A little while ago I was having a conversation with an English artist living in Paris. It transpired that when he moved to France, he was clearing out his flat and found a huge collection of match boxes from all the different bars, restaurants and hotels he had visited across the world over the years. Each match box brought back a flood of memories … a hot date, drowning his sorrows, lonely in a foreign city, a strip bar on a stag do, a business meeting. He took a photo of each of these match boxes; some had wine stains, some were torn, some had one match missing, some had two, some had numbers written on them, some had none, and he made a photographic collection.

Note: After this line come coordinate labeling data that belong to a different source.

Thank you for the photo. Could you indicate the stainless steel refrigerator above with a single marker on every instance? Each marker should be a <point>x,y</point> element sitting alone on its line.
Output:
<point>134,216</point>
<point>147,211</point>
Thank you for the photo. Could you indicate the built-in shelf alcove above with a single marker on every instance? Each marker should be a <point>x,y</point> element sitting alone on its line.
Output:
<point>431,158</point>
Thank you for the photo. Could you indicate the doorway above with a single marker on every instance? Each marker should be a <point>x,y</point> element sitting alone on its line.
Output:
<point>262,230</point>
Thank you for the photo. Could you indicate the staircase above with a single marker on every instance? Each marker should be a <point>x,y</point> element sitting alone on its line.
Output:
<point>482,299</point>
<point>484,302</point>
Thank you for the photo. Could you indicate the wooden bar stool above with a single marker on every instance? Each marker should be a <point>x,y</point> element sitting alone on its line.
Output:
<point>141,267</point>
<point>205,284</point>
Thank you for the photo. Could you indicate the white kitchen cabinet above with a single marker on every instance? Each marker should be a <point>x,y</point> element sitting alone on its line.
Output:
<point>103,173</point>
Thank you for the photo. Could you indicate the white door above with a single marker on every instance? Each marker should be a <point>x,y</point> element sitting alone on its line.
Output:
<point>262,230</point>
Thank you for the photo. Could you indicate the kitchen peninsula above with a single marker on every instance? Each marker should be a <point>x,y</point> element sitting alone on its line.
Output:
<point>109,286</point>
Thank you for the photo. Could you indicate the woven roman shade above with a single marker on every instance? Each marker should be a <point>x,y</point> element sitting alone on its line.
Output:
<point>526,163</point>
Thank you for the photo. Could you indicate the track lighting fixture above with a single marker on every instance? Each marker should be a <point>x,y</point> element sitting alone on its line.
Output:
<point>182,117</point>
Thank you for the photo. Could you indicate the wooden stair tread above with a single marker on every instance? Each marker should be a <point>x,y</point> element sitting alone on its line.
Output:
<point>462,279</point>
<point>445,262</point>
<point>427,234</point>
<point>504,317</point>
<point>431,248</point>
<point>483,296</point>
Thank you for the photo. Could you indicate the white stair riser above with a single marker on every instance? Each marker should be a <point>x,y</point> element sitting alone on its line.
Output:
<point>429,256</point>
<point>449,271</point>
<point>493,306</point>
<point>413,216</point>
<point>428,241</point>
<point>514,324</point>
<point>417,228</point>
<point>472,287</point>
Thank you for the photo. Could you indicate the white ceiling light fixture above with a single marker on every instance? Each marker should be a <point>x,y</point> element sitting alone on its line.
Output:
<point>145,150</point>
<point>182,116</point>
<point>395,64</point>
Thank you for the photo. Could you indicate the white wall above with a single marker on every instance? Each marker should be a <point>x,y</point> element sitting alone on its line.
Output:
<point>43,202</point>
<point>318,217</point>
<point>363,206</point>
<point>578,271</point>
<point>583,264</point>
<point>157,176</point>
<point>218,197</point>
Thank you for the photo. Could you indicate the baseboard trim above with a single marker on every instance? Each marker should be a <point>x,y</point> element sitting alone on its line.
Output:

He found it fascinating that while each stranger in a gallery stared at his cryptic memories, it brought alive adventures and stories in their minds quite different to the true history of the match boxes. The box with the silhouette of a woman on it conjured images of dark red rooms, scantily clad waitresses and clandestine liaisons when in truth it was all that was left of an innocent drink in a European hotel bar. Imaginations were set afire with possible scenarios.
It struck me then that this is exactly how wine should be: a very personal experience to be interpreted in any way that moves the individual. The sight of a label, the aroma of a wine, the taste of a wine; all these sensations have the power to ignites long lost memories, or to create imaginary ones. Our senses are powerful when we allow them to be and can dance a mean and intriguing dance with our imagination when freed to do so.
As the discussion progressed we decided that we would put together a wine and art dinner; pairing the wine with not only the food, but with the photographs – a wine and a course to go with one of the experiences. There was no prescribed right or wrong. We were seated at a long table in the centre of a small gallery, the collection of match boxes hung around us on the white walls. As the wines and the different courses were served people were swiftly drawn to different photographs that they felt worked best with the pairings. Their individual sensory adventure spoke of different scenario’s which were represented by their own interpretations of stories behind the match boxes. The interaction of the guests (none of whom would describe themselves as wine aficionados) with the wine was as fascinating as it was spontaneous and energetic. It was a freeing experience; there was no talk of oak, of harvest yields, of organic versus biodynamic, just unadulterated enjoyment, debate and laughter.
So this Christmas indulge in a glass or two; take a sniff, take a sip, sit back, close your eyes and let your imagination take flight, you never know where you might end up.
Merry Christmas and a very happy New Year to you all.